Can we ever truly know and help another, without first understanding and loving ourselves, accepting our imperfections? The personal wrestle raised by this question ties itself around Safe From Me, the debut album from London based Laura Fell.
The fact that Fell is a psychotherapist provides fertile ground for music writers; a chance to pour over liner notes and lyrics to extract profound statements and guidance. But Safe From Me is far from a self-help manual, it is a deep dive inwards. Fell attempts to chip away at the mortar of the walls we build around ourselves, crafting a personal reflection in the hope of finding understanding
Unpacking the often difficult elements of her own life and applying the same advice to herself that she gives to others Fell accepts that there are no quick answers, but indeterminate journeys to realisations that may allow you to know yourself that little bit better. The seriousness with which she has approached this self-analysis is evident in the pristine curation of the eight tracks that make up Safe From Me.
In unearthing every nuanced detail and surrounding herself with an impeccable host of musicians Fell has ensured a timelessness to her record free from the strict constraints of genre. Very few debuts can boast the luscious layering of Fleet Foxes (“Glad”), the deathly knock of Tom Waits (“Cold”) and the old before their time wisdom of Laura Marling (“Every Time”). It feels like an album made by a lover of albums, where every quiver of cello, coo of saxophone and plink of Rhodes piano has been carefully mapped out.

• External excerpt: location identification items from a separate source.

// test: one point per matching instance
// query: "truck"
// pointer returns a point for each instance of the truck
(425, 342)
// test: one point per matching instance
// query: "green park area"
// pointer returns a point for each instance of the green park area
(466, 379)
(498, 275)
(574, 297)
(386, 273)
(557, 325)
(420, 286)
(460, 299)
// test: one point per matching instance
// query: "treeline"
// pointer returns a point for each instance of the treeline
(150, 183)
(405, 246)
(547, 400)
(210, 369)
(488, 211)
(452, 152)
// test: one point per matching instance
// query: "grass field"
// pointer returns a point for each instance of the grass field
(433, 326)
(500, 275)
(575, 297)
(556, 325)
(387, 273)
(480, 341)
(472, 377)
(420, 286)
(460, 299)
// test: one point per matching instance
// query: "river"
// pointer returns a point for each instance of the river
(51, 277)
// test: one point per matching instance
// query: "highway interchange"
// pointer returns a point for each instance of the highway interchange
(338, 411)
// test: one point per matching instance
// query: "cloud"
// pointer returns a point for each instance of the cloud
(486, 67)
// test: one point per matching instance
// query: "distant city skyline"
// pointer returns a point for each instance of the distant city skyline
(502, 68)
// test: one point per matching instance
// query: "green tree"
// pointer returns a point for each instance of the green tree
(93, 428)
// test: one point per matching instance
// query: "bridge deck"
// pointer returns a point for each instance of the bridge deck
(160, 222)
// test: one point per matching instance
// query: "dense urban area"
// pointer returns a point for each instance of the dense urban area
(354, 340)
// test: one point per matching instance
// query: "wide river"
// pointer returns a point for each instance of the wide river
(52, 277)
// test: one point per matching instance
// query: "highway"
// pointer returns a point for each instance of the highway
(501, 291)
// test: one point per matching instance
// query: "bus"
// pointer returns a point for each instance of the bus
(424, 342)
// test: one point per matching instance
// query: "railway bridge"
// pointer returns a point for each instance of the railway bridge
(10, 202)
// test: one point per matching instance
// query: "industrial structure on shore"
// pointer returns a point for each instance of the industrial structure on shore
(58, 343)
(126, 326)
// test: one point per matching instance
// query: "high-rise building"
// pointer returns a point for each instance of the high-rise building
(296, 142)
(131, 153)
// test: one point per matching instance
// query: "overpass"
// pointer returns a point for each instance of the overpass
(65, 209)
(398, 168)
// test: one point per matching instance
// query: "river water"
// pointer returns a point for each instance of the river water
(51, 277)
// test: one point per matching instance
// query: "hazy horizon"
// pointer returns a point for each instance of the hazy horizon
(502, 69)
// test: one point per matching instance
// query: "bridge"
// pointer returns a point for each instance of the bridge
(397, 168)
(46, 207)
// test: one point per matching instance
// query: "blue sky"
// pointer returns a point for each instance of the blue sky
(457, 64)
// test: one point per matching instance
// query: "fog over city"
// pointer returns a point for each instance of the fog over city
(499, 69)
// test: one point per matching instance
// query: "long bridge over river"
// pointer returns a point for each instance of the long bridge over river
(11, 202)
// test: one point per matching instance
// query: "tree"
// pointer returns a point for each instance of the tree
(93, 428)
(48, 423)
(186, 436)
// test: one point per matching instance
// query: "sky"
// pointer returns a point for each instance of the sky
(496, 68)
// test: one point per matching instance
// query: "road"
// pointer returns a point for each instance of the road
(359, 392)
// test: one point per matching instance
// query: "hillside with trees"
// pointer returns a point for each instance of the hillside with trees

Fells powerful poetry exudes the same meticulousness. Walking along the dimly lit alleyways of “Cold,” fighting past thuds of double bass and clatters of percussion, she pleas for acceptance of her worst traits, as she is swallowed up in a gothic Victorian landscape (“Be warm to me / When I am cold.”)
The album’s closer “I Didn’t Mean To” emerges from subtly plucked bass strings and a ghostly vocal line to read like a tale of two lovers existing together but orbiting a different sun. Despite stiving and struggling to be as one on the same plain Fell understands that we can only ever truly know ourselves, and mourns the inevitable distance that can stalk relationships as a result (“And did I make you feel alone? / I didn’t mean to.”)

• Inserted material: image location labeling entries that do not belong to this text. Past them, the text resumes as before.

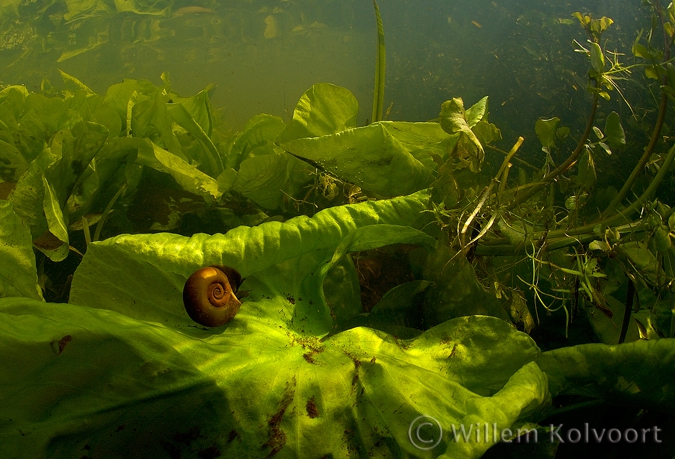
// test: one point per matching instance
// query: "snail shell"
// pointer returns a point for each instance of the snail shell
(209, 295)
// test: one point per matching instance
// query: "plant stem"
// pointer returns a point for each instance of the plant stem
(380, 69)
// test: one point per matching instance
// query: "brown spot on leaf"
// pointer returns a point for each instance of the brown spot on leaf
(59, 345)
(277, 438)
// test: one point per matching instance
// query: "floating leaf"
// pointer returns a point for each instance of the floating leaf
(546, 131)
(615, 135)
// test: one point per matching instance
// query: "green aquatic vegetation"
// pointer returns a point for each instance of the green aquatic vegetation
(305, 369)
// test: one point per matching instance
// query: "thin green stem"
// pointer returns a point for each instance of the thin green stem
(564, 166)
(380, 69)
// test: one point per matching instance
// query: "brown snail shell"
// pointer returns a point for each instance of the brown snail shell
(209, 295)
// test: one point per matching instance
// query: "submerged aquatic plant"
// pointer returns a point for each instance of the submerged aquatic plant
(304, 368)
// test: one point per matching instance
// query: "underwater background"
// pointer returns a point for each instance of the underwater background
(262, 55)
(468, 252)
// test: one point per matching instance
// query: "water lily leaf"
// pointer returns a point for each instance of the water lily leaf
(371, 157)
(616, 136)
(208, 156)
(260, 131)
(56, 223)
(18, 273)
(597, 58)
(587, 175)
(637, 373)
(323, 109)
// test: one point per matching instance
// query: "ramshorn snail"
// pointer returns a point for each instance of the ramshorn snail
(209, 295)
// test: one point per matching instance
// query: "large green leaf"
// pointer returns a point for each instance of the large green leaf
(18, 275)
(322, 110)
(371, 157)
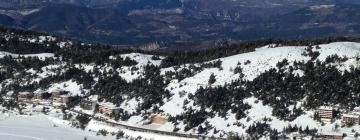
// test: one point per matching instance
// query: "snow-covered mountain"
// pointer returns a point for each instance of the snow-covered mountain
(259, 89)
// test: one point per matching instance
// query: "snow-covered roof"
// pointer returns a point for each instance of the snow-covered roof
(108, 104)
(39, 91)
(56, 90)
(64, 96)
(24, 93)
(326, 108)
(331, 133)
(93, 98)
(10, 93)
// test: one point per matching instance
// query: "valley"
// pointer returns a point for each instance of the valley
(261, 89)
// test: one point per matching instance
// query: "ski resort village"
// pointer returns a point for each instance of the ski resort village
(53, 88)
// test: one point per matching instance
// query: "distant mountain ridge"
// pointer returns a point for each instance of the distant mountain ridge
(138, 22)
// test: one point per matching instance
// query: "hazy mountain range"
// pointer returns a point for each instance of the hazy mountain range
(134, 22)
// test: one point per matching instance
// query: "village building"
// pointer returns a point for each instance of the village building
(329, 136)
(350, 119)
(326, 113)
(60, 100)
(158, 119)
(108, 109)
(296, 136)
(55, 93)
(8, 96)
(38, 96)
(24, 96)
(89, 103)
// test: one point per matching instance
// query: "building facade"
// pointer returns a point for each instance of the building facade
(326, 113)
(350, 119)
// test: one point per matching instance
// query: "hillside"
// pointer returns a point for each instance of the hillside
(255, 89)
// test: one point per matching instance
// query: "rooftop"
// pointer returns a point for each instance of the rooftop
(326, 108)
(24, 93)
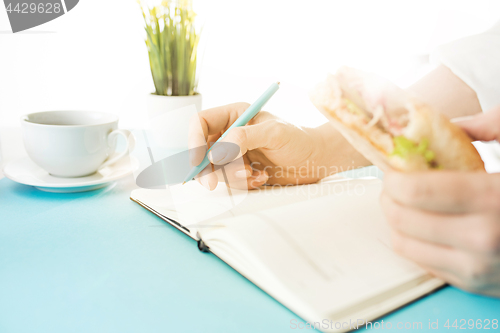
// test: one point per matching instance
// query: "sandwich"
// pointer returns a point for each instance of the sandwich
(391, 128)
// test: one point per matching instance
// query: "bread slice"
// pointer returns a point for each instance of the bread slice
(351, 100)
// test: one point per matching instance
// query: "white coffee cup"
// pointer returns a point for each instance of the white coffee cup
(73, 143)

At times reminiscent of Vera Sola’s debut Shades, Safe From Me feels as if it has been picked up and dropped from another space and time, soothingly familiar but packed with an alien excitement. The album as a whole can be as heavy as you let it be and despite being devastatingly direct it never gets bogged down. For every darkened moment of late-night dread there is a jovial springtime two-step to follow. Ultimately Safe From Me is an understated masterclass in alternative folk, and deserves to become more than just a hidden gem.